Pai has been locked up since early this year to keep him away from computer mouses and smartphone buttons. He has violated at least three laws including Section 112 on lese majeste … well, allegedly violated them.
He was the lucky winner, picked from a crowd of 3,000 people to serve as the sacrificial example of what happens when you click "like" on an internet story that the Minister of Truth has declared to be badthink.
So with society protected from the computer mouse-clicking Pai, back to the courtroom.
The military prosecutors don't allow lawyers in their courts but agreed to let two people from iLaw attend. They did not actually shackle them and use duct tape to ensure their silence. The iLaw representatives, however, had to wear special badges at all times, like yellow stars. This was not because they are Jews but because they are worse -- members of a human rights group.
Jatupat "Pai Dao Din" Boonpattararaksa is the eighth defendant in the Khon Kaen meeting case, but he could no attend the military court hearing because he was tied up in a nearby facility. (File photo)
The charge against the young people is that they violated this post-coup Public Referendum Act.

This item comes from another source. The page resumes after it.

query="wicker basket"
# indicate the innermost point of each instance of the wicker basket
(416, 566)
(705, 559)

The act makes it illegal to be against the now-approved charter, written by a committee headed by Meechai Ruchupan, who has written more failed national constitutions than any living person.
Their actual trial will begin on Dec 21. Probably, considering the precision closely identified with military courts, it will end four days before Christmas.
For people who don't like this, members of the military propaganda team can explain patiently that lawbreakers must be punished. Where by "patiently" we mean "once". Because people who insist on criticising military courts and sentences twice are obviously troublemakers, like Pai and the Khon Kaen 7.